If hip hop was founded on principles of sampling, then The Roots are not only its protégés, but also its modern purveyors. The Philadelphia-based hip-hop band’s 11th studio album and second consecutive concept album (following 2011’s undun) is a bleak, multi-perspective social commentary on hip-hop culture and violence in America that carefully samples other sources to seriously and satirically substantiate its assessment.
Even starting with the album cover, The Roots selected highly specific works to quote throughout ...And Then You Shoot Your Cousin. Visual artist and activist Romare Bearden’s 1964 collage “Pittsburgh Memory”—a jagged, Picasso-esque depiction of two black men looking both brazen and thoughtful—graces the entire cover, while the album name comes from a line in the 1997 KRS-One song “Step Into a World (Rapture’s Delight).” It pits visual stereotypes against those of gangster rap lyrics even before the album starts.
And when the music does start, The Roots begin by sampling Nina Simone’s jazzy, lonesome 1959 recording of “Theme from the Middle of the Night.” It takes a full three minutes of the less-than-40-minute-album before Black Thought opens with “I was born faceless in an oasis / Folks disappear here and leave no traces” in “Never.” The mortal themes continue throughout ...And Then You Shoot Your Cousin, especially when influenced by religiosity. “The Devil” lifts a section of jazz pianist Mary Lou Williams’ song of the same name and in “Dies Irae,” French experimental composer Michel Chion offers a strange and jagged version of the famous and somber plainchant.

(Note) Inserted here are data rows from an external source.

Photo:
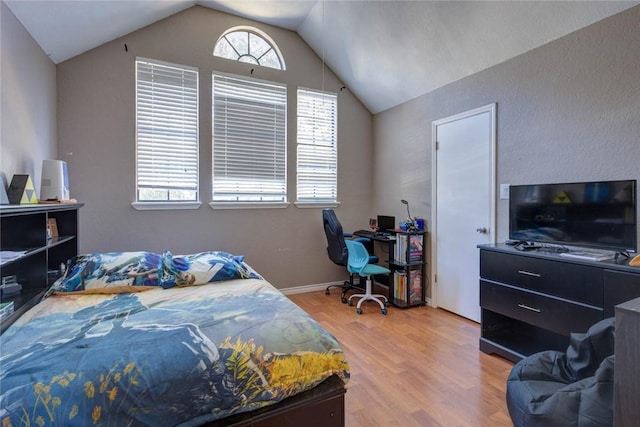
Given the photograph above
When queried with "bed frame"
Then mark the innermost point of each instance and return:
(322, 406)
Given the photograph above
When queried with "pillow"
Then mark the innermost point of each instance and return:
(203, 267)
(114, 272)
(110, 270)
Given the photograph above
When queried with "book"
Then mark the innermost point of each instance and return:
(399, 282)
(415, 247)
(415, 286)
(52, 228)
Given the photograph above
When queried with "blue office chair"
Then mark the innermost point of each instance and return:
(337, 251)
(358, 263)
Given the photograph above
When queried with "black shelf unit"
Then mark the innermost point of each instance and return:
(23, 228)
(408, 261)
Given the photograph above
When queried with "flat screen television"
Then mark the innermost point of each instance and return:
(586, 214)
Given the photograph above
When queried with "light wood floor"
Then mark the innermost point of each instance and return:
(413, 367)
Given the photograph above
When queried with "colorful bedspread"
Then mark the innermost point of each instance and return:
(178, 356)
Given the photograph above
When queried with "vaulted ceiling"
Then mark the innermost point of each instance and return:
(386, 52)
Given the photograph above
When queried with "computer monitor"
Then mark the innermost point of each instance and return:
(386, 223)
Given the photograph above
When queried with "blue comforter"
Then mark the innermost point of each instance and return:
(178, 356)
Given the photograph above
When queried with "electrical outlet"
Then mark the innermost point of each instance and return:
(504, 191)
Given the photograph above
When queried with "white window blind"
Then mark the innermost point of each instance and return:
(317, 150)
(166, 132)
(249, 140)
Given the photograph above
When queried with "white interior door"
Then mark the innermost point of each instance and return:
(464, 201)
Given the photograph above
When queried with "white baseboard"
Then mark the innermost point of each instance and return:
(309, 288)
(322, 287)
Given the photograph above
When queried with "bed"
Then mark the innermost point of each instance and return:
(155, 339)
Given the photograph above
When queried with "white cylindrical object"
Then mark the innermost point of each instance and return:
(55, 180)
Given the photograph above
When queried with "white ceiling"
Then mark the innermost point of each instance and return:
(386, 52)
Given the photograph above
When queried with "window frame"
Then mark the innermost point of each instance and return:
(234, 138)
(145, 123)
(313, 143)
(250, 31)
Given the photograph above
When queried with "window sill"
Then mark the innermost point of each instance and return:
(159, 206)
(248, 205)
(317, 205)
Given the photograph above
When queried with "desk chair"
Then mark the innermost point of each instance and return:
(359, 263)
(337, 250)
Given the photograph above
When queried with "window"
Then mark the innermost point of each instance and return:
(249, 45)
(317, 173)
(249, 140)
(166, 132)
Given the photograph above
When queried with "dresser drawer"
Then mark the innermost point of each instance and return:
(557, 315)
(562, 279)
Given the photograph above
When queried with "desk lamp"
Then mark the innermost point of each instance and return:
(412, 225)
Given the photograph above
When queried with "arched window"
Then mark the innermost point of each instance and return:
(247, 44)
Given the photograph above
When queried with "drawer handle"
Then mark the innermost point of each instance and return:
(526, 307)
(528, 273)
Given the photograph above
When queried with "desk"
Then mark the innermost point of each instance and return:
(405, 257)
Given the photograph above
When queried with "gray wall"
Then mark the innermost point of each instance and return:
(96, 134)
(568, 111)
(28, 102)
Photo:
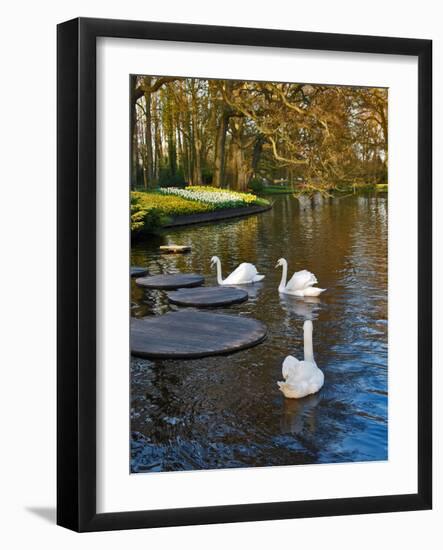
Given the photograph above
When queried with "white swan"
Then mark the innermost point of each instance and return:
(300, 284)
(301, 377)
(243, 274)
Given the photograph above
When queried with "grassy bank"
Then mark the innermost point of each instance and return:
(154, 209)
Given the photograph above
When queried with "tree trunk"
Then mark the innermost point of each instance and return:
(148, 167)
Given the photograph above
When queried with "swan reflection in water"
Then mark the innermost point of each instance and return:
(300, 414)
(306, 308)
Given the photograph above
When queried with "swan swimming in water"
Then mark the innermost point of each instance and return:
(300, 284)
(301, 378)
(243, 274)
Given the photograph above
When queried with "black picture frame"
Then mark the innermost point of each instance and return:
(76, 265)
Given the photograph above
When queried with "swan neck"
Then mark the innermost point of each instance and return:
(308, 346)
(284, 276)
(219, 277)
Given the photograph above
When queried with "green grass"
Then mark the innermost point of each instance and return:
(150, 210)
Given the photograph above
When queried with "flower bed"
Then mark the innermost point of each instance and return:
(151, 210)
(218, 198)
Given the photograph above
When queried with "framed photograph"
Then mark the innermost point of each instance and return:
(244, 274)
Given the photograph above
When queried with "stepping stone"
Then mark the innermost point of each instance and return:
(207, 296)
(175, 249)
(171, 281)
(138, 271)
(193, 334)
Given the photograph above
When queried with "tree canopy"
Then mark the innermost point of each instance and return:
(230, 133)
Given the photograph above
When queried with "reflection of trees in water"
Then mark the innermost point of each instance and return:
(306, 309)
(299, 414)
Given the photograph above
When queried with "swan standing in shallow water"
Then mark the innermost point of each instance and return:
(300, 284)
(301, 377)
(243, 274)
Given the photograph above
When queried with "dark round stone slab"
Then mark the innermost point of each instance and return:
(192, 334)
(207, 296)
(138, 271)
(171, 281)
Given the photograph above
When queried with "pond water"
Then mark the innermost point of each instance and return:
(227, 411)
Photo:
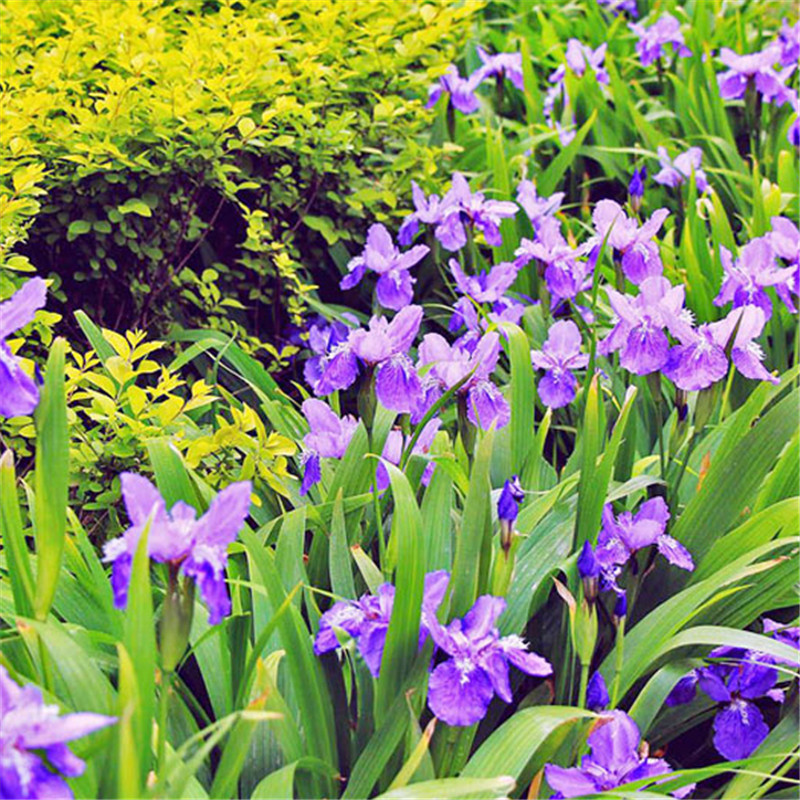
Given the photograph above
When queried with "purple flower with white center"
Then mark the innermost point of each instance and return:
(537, 208)
(756, 69)
(427, 210)
(323, 338)
(735, 680)
(501, 65)
(464, 207)
(34, 756)
(676, 172)
(383, 347)
(560, 354)
(196, 547)
(395, 284)
(633, 244)
(19, 394)
(565, 273)
(367, 619)
(789, 38)
(615, 759)
(328, 437)
(666, 30)
(450, 365)
(623, 536)
(393, 451)
(461, 688)
(638, 332)
(460, 91)
(784, 238)
(747, 277)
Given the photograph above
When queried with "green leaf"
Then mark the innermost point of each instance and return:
(51, 480)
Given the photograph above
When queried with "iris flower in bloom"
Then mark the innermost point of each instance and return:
(329, 437)
(560, 354)
(367, 619)
(19, 395)
(461, 688)
(33, 751)
(395, 284)
(196, 547)
(638, 332)
(621, 537)
(449, 365)
(678, 171)
(461, 91)
(537, 208)
(632, 244)
(735, 680)
(666, 30)
(615, 759)
(747, 277)
(501, 65)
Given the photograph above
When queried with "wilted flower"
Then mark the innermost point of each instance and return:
(537, 208)
(616, 759)
(747, 277)
(196, 547)
(501, 65)
(560, 354)
(461, 91)
(736, 679)
(461, 688)
(19, 395)
(450, 365)
(633, 244)
(395, 284)
(621, 537)
(367, 619)
(666, 30)
(328, 437)
(675, 172)
(34, 757)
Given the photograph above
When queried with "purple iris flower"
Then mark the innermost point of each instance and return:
(464, 207)
(747, 277)
(784, 239)
(678, 171)
(449, 365)
(34, 755)
(537, 208)
(384, 347)
(323, 339)
(699, 361)
(328, 437)
(461, 688)
(393, 451)
(395, 284)
(789, 38)
(597, 698)
(198, 547)
(638, 332)
(757, 69)
(633, 244)
(427, 210)
(623, 536)
(565, 273)
(615, 759)
(461, 91)
(735, 680)
(367, 619)
(19, 394)
(501, 65)
(666, 30)
(560, 354)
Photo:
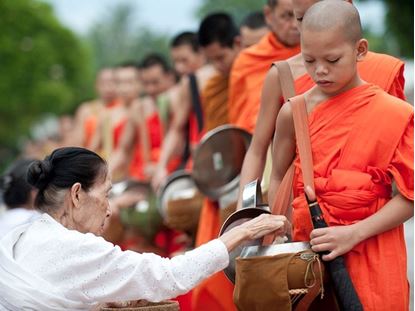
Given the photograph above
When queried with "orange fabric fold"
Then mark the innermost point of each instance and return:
(248, 75)
(215, 293)
(154, 128)
(361, 140)
(215, 102)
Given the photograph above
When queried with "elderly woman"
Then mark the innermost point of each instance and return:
(58, 261)
(18, 196)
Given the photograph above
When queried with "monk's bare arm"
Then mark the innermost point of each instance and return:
(255, 158)
(97, 139)
(175, 136)
(283, 150)
(341, 239)
(79, 126)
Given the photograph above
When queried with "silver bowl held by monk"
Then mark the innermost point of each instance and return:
(218, 160)
(180, 202)
(143, 214)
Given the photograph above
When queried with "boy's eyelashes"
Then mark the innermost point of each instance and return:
(310, 61)
(334, 60)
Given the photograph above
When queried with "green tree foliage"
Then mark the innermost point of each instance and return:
(237, 8)
(118, 37)
(400, 25)
(43, 68)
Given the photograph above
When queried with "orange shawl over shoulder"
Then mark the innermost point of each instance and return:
(361, 141)
(215, 102)
(248, 75)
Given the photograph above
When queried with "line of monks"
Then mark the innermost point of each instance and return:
(148, 117)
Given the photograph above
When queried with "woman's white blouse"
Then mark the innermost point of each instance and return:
(86, 268)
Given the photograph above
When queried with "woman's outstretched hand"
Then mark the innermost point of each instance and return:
(255, 229)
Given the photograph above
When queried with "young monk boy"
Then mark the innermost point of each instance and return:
(380, 69)
(362, 141)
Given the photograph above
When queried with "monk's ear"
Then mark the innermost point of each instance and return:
(76, 190)
(361, 48)
(268, 14)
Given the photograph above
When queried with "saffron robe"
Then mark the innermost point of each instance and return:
(362, 140)
(154, 129)
(248, 75)
(91, 122)
(215, 293)
(214, 100)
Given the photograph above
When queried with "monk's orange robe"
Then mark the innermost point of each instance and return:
(154, 129)
(361, 141)
(91, 122)
(248, 75)
(216, 292)
(382, 70)
(214, 100)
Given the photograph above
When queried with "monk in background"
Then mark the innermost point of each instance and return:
(87, 114)
(383, 70)
(362, 141)
(112, 122)
(141, 140)
(220, 41)
(250, 68)
(253, 27)
(183, 127)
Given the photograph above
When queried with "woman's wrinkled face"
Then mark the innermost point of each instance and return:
(94, 206)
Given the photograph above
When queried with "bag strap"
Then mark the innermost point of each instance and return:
(283, 196)
(197, 105)
(304, 147)
(286, 79)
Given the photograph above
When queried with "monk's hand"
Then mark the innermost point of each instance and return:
(264, 224)
(254, 229)
(335, 241)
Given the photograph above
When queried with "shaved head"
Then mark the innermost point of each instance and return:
(334, 14)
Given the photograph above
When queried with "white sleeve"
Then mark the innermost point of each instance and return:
(106, 273)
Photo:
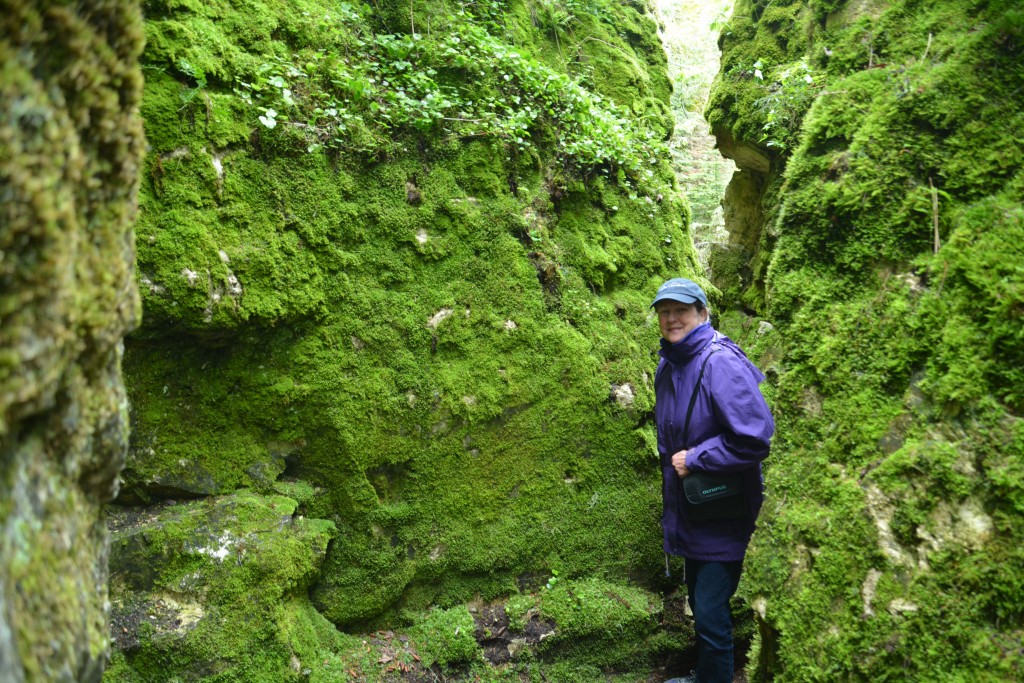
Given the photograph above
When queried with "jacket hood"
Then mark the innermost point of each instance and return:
(698, 339)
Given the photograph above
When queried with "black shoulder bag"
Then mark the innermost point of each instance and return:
(710, 497)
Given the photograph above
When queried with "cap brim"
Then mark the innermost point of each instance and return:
(681, 298)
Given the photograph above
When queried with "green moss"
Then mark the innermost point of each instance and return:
(446, 637)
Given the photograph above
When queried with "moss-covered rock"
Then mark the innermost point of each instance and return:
(218, 590)
(417, 292)
(71, 143)
(887, 261)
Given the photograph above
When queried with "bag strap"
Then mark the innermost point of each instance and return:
(693, 399)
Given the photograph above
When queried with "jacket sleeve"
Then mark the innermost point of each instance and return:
(745, 425)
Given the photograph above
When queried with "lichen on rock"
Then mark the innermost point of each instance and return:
(71, 143)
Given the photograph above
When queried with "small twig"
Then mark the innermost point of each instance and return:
(942, 280)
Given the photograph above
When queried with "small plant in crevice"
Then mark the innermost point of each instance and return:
(458, 83)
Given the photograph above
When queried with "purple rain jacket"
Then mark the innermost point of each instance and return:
(729, 432)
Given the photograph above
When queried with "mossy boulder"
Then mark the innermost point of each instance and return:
(71, 144)
(218, 589)
(887, 261)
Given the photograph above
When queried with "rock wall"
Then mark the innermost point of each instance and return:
(885, 142)
(395, 261)
(71, 142)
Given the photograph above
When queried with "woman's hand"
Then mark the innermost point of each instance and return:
(679, 462)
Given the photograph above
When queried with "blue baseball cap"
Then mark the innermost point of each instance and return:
(680, 289)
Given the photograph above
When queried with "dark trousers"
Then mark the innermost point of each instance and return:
(709, 587)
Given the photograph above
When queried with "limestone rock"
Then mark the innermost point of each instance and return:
(71, 142)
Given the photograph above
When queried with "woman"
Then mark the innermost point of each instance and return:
(712, 421)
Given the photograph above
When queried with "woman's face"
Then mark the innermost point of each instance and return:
(677, 318)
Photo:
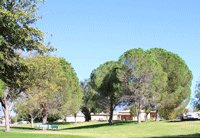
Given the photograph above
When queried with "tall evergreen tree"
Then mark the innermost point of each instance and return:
(90, 103)
(179, 80)
(143, 76)
(17, 34)
(105, 80)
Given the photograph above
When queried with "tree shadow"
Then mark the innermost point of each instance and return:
(115, 123)
(184, 120)
(61, 123)
(183, 136)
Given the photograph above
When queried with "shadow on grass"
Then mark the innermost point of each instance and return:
(184, 120)
(61, 123)
(115, 123)
(183, 136)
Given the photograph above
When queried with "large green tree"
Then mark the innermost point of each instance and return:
(196, 101)
(90, 101)
(105, 80)
(17, 34)
(55, 83)
(143, 77)
(179, 80)
(28, 106)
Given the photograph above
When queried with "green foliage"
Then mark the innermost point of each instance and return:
(72, 96)
(179, 79)
(17, 34)
(196, 101)
(53, 85)
(105, 80)
(144, 78)
(90, 103)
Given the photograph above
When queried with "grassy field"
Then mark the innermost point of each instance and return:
(103, 130)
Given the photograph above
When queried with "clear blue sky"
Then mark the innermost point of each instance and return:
(90, 32)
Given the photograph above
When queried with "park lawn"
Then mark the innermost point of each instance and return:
(119, 129)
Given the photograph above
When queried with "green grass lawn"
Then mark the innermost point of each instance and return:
(102, 129)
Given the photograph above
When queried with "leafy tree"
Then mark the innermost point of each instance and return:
(17, 34)
(73, 103)
(179, 79)
(105, 80)
(28, 106)
(196, 101)
(143, 76)
(55, 83)
(89, 100)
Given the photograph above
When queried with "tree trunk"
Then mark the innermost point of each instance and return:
(146, 117)
(157, 116)
(139, 113)
(87, 117)
(32, 126)
(111, 113)
(75, 118)
(107, 117)
(5, 106)
(45, 114)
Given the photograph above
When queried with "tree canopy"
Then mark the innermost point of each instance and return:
(105, 80)
(17, 34)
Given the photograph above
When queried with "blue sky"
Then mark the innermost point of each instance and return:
(89, 33)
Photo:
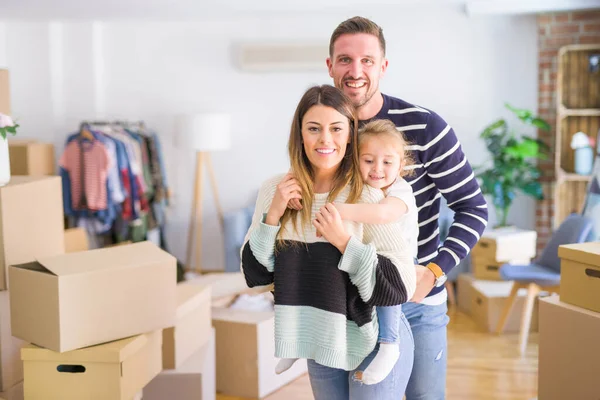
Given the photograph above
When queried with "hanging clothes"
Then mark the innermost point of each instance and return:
(114, 181)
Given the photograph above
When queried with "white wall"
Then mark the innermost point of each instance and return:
(463, 68)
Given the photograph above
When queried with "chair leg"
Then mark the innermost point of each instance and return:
(532, 292)
(510, 302)
(451, 294)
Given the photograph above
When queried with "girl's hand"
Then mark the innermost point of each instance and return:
(287, 189)
(329, 224)
(295, 204)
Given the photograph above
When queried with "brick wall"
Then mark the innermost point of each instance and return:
(556, 30)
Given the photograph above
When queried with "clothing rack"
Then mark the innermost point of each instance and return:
(114, 181)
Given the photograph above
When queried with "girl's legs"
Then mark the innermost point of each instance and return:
(387, 355)
(329, 383)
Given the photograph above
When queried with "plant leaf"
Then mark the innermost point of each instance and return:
(540, 123)
(533, 189)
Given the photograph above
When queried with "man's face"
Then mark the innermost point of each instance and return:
(356, 66)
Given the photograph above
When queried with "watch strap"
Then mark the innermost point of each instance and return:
(437, 271)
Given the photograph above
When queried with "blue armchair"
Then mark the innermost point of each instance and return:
(543, 274)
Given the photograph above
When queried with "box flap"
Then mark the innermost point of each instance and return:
(496, 288)
(22, 142)
(24, 179)
(585, 253)
(189, 297)
(507, 231)
(226, 284)
(136, 254)
(241, 316)
(112, 352)
(554, 300)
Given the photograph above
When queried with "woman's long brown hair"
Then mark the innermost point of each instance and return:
(347, 172)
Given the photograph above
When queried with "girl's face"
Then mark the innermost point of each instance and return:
(325, 136)
(380, 161)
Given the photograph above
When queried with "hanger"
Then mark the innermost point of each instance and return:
(84, 131)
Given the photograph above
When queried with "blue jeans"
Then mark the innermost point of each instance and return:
(428, 324)
(336, 384)
(388, 324)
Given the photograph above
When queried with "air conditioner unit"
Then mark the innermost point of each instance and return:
(280, 57)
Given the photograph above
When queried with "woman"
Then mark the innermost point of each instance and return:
(328, 283)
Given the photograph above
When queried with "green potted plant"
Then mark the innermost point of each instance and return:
(512, 166)
(6, 126)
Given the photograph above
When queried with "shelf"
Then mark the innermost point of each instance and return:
(571, 177)
(578, 112)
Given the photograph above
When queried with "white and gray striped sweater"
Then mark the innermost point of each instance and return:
(324, 301)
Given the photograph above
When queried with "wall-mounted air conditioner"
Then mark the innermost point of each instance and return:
(280, 57)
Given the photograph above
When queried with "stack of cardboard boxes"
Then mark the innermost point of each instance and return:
(482, 294)
(569, 351)
(245, 341)
(100, 324)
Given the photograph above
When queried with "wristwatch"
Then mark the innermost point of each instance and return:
(440, 276)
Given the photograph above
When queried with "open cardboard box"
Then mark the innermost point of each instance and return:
(245, 341)
(92, 297)
(193, 380)
(192, 327)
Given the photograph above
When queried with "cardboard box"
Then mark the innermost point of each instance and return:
(245, 354)
(92, 297)
(489, 269)
(115, 370)
(464, 292)
(13, 393)
(226, 287)
(569, 351)
(31, 221)
(4, 92)
(194, 380)
(11, 367)
(488, 301)
(76, 240)
(506, 244)
(580, 275)
(30, 157)
(192, 328)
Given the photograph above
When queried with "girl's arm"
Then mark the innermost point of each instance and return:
(379, 263)
(399, 201)
(387, 210)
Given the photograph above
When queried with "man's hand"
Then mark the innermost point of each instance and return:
(425, 282)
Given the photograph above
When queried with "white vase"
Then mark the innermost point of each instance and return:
(4, 162)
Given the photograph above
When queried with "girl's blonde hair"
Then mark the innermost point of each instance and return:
(385, 127)
(346, 174)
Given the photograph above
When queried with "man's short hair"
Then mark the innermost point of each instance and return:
(357, 25)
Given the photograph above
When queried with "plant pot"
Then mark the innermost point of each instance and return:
(4, 162)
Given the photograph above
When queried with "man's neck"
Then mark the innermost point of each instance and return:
(371, 108)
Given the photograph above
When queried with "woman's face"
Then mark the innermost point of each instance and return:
(325, 135)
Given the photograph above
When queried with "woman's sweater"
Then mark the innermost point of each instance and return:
(324, 301)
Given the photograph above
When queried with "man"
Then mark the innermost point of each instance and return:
(356, 63)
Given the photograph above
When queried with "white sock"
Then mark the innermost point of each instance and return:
(284, 364)
(382, 363)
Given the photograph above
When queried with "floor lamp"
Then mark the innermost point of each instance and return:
(203, 133)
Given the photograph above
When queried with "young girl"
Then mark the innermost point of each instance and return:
(382, 158)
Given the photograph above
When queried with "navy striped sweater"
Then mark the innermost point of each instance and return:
(441, 169)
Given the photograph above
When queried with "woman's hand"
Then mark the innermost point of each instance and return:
(287, 189)
(329, 225)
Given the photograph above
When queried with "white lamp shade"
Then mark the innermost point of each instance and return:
(204, 132)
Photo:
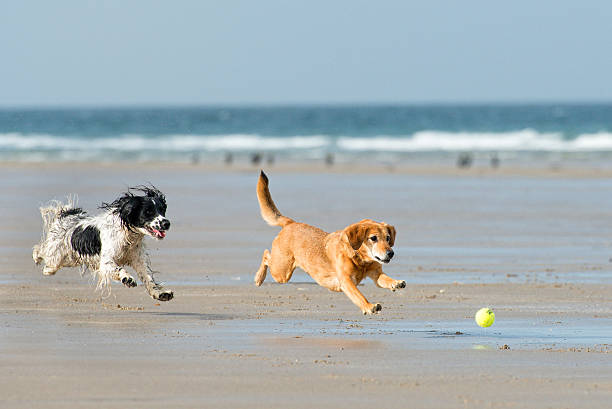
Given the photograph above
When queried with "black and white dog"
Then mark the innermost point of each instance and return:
(106, 242)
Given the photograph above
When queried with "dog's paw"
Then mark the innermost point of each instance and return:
(398, 284)
(165, 295)
(129, 281)
(49, 271)
(373, 309)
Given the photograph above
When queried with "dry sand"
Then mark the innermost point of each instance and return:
(533, 247)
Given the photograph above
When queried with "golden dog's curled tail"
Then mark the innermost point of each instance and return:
(269, 212)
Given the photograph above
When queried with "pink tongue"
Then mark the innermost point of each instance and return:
(161, 234)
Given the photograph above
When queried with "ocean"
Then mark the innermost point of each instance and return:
(304, 132)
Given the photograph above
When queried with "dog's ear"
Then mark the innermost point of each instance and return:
(356, 234)
(128, 210)
(391, 233)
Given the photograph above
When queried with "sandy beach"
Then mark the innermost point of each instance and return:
(533, 244)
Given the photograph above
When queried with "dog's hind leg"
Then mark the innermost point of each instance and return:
(260, 276)
(121, 275)
(281, 265)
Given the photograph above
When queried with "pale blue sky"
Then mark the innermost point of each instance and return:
(273, 52)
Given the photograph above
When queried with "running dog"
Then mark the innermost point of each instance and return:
(338, 261)
(106, 242)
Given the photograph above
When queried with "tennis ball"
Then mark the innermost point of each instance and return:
(485, 317)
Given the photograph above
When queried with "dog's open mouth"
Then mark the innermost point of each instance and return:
(382, 260)
(158, 234)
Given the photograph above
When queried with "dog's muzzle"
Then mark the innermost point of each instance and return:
(389, 255)
(159, 231)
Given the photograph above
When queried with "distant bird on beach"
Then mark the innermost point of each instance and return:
(464, 161)
(256, 158)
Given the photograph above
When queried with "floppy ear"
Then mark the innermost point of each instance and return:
(356, 234)
(128, 209)
(392, 234)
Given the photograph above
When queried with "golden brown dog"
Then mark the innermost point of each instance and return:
(338, 261)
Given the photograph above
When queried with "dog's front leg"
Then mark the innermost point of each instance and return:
(141, 264)
(349, 288)
(109, 270)
(384, 281)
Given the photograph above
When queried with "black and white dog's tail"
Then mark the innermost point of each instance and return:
(50, 214)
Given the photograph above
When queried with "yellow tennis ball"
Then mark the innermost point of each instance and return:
(485, 317)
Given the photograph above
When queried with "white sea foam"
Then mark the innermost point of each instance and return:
(525, 140)
(168, 143)
(423, 141)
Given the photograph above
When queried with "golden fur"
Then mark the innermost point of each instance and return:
(338, 261)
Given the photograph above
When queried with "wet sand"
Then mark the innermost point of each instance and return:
(535, 248)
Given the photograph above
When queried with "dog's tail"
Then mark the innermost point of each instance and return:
(269, 212)
(55, 210)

In each track throughout ...And Then You Shoot Your Cousin, a different character explores these plights of violence, labels and poverty with the help of their multi-disciplinary predecessors. But The Roots maintain a sense of humor through this diatribe, giving nods to Phil Collins, Jay Z, The Lonely Island and more, all in lead single “When The People Cheer.”
...And Then You Shoot Your Cousin is a short album, and one with sparingly few “hits.” But conceptually, The Roots prove their mastery of mixing high and low culture for diverse audiences. It’s a headier album, but one rife with significance.